Rails nested resources MVC complete example

This post provides references to the code changes that need to be made to a scaffolded rails app in order to render a form for the resources. In the application I am providing the example from those resources are User and Form, where a form is rendered for a user. This is a survey rendering application, similar to TypeForm or SurveyMonkey.

This post will use the form#edit action as an example but this can be applied to any of the resources.

Generating the scaffold

For those that want to code along with the post, you can start by creating a new rails application and generating the following two scaffolds:
rails g scaffold Form
rails g scaffold User

This will create all of the resources needed to create and render forms and users, but we will make changes to the generated files to account for forms being nested within users.

Creating the tables and ActiveRecord relationships

To establish the relationships between the Form and User I added a reference to the users table in the form create_table. Adding the reference requires the users table to exist before running the migration:

class CreateForms < ActiveRecord::Migration[6.1]
  def change
    create_table :forms do |t|
      t.references :user, index: true, null: false
      t.string :name


In the Form and User models add the belongs_to and has_many associations appropriately:

class Form < ApplicationRecord
  belongs_to :user
class User < ApplicationRecord
  has_many :forms

Update routes to be nested

Update the routes file so :forms are scoped under :users because in this system a Form will only exist under the context of a User. This will also update the url helpers rails providers, which we will need to update references to later in the post.

resources :users do
  resources :forms

Run the rails routes command to see the changes to the routes definitions. For our edit example the new url is:


Updating FormsController#edit

In the FormsController an update needs to be made to get form for a specific user. Since the route to access the edit action is /users/:user_id/forms/:id/edit we now have the user_id and id (from_id) available to us as parameters to query for data.
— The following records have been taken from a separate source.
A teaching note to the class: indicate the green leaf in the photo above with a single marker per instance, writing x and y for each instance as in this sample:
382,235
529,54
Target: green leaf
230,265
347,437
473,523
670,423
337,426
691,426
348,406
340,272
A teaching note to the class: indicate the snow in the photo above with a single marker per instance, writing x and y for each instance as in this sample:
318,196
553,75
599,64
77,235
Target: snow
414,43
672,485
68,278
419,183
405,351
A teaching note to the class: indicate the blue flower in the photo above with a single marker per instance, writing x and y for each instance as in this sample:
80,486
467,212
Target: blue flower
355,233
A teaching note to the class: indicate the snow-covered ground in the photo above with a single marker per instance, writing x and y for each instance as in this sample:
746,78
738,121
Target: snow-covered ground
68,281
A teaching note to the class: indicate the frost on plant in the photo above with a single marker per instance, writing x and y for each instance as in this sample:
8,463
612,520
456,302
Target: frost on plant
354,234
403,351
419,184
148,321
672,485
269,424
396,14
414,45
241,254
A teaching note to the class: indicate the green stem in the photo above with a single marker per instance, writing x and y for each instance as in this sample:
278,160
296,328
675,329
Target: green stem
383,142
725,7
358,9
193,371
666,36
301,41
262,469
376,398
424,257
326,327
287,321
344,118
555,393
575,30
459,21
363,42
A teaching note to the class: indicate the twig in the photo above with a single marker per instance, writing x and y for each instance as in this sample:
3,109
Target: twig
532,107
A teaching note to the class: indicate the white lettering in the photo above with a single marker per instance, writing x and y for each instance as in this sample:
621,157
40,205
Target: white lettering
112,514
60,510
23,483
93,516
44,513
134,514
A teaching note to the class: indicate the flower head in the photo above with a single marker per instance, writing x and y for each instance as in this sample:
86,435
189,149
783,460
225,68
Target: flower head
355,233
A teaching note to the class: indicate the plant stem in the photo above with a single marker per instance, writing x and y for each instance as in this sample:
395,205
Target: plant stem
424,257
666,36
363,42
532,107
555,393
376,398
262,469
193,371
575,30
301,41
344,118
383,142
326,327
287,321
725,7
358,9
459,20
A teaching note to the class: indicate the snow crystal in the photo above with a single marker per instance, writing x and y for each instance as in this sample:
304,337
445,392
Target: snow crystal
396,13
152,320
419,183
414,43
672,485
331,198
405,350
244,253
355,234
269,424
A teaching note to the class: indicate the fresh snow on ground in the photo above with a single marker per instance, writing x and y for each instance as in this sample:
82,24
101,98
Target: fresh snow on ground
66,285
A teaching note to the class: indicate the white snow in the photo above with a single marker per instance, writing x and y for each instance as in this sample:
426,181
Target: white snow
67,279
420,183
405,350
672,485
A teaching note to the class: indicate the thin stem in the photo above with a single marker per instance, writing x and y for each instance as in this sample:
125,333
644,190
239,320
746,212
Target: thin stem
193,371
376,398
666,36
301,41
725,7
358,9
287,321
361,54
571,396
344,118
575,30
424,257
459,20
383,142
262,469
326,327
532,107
In the edit example below we query for the user first and then filter the forms to find the correct resource. Setting the @form and @user variables will give us access to them in the view template:

class FormsController < ApplicationController
  before_action :set_user, only: %i[ edit ]

  def edit
    @form = @user.forms.find(params[:id].to_i)


  def set_user
    @user = User.find(params[:user_id])

Updating views for FormsController#edit

When generating the scaffold for Form you an edit template was created for you that looks similar to this:

<h1>Editing Form</h1>

<%= render 'form', form: @form %>

<%= link_to 'Show', @form %> |
<%= link_to 'Back', forms_path %>

Since the forms were updated to be nested, we will need to account for two changes:

  1. The new url path helpers
  2. The added data needed for the form to render

After the updates the new edit.html.erb will look like the below code example. The links were updated with the correct url paths and the data we provide to the form partial is accounted for.

<h1>Editing Form</h1>

<%= render 'form', form_and_user: [@user, @form] %>

<%= link_to 'Show', user_form_path(@form) %> |
<%= link_to 'Back', user_forms_path %>

Finally update the references in the form partially to account for the changed parameter name as the example below illustrates:

Orginal form partial:

<%= form_with(model: form) do |form| %>
# form elements
<% end %>

Updated form partial:

<%= form_with(model: form_and_user) do |form| %>
# form elements
<% end %>

After making these updates you should be able to navigate to http://localhost:3000/users/1/forms/1/edit successfully.

Thanks for tuning in! I hope you found this post helpful today.